Last year, around 25,000 people in the UK died prematurely due to a silent and invisible killer.  It is a killer that affects the poorest and weakest the most. In my neighbourhood of East Acton alone, it has killed around 6 people already this year. Reading the newspapers you could be forgiven for thinking that this killer is knife crime, dangerous dogs or even fast food.  But the reality is that in 21st Century Britain, the biggest public health risk after smoking is the air we breathe.

And although you won’t have heard about it in the news, we have already seen six incidents of dangerous levels of air pollution in the UK in 2013.  That’s six occasions this year when people have been advised to avoid strenuous exercise outdoors and when parents have been recommended to stop their children playing outdoors.

Things are so bad in the UK that the European Union has taken the UK government to court over their inaction on the matter.

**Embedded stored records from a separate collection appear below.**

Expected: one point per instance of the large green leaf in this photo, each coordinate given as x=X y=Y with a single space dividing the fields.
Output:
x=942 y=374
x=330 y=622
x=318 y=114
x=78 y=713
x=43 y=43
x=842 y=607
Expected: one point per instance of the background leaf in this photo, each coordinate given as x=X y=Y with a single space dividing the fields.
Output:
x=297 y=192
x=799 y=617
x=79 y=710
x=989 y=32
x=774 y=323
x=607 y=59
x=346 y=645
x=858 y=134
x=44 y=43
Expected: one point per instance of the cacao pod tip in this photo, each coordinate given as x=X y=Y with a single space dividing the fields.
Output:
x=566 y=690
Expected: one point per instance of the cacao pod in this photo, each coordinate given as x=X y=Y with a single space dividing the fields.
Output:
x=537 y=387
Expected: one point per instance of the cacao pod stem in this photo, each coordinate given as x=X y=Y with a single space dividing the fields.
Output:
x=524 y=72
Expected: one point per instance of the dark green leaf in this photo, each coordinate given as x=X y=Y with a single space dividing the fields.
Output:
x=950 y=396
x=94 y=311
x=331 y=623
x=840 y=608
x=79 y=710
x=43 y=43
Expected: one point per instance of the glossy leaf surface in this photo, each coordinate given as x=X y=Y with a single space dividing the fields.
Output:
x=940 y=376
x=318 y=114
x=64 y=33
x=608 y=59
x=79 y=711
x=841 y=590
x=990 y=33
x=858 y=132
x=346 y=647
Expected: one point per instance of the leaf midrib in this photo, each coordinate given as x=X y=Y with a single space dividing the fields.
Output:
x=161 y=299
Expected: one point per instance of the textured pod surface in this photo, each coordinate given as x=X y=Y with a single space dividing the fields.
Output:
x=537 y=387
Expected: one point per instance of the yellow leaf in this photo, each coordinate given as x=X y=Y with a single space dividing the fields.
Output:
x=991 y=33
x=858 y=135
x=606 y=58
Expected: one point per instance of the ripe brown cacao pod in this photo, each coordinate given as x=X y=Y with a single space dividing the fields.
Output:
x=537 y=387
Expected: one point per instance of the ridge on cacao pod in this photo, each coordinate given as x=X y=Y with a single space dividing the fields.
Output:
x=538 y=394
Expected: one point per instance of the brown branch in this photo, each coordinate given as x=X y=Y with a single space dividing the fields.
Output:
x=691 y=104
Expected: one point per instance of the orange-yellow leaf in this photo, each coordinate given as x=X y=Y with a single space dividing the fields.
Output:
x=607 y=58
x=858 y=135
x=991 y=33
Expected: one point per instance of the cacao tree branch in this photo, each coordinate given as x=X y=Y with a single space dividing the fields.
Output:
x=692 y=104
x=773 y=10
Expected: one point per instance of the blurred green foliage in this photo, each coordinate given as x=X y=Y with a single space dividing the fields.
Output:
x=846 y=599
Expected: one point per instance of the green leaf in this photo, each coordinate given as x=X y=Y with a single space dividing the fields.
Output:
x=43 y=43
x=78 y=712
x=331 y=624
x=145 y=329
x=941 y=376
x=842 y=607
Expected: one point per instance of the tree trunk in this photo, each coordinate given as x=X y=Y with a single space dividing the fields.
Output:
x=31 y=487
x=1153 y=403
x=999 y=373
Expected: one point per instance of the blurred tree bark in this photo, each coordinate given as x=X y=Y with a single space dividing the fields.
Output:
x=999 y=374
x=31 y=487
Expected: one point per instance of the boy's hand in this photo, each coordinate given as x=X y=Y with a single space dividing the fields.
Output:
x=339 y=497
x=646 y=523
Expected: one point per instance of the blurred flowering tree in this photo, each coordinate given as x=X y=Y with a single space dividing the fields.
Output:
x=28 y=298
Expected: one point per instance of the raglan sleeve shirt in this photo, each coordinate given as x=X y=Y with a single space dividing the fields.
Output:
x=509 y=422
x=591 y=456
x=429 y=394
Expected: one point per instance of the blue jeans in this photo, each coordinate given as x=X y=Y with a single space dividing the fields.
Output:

Given the seriousness of the issue, you would expect the government to take some serious and rapid action on the matter.  And they have. But the focus of their effort seems to be on fiddling the books – reducing the measures of pollution rather than the pollution itself. In London (where air quality is the poorest) Boris Johnson, until recently, had been ingeniously spraying glue from the back of a lorry to stick pollution to the roads around the capital’s pollution monitoring stations (you can see a video of the lorry in action here).  And the Government, after failing to successfully challenge Europe in the courts, is currently consulting on proposals to dismantle the network of air quality monitors across the UK, telling Local Authorities that they now no longer have responsibility for this matter. A number of environmental organisations (including SERA) have set up an online petition to object to these proposals.

Reducing airborne pollution, regardless of how pressing it is, is undoubtedly a difficult matter that will involve tough choices such as taking high-polluting vehicles off the road, banning lorries from city centres and shifting most freight to rail. No political party yet has a palatable or even workable solution.  But while stopping monitoring air quality might save money and keep pollution off the public agenda, it will leave us blind to the hidden danger surrounding us and put thousands more lives at risk each year.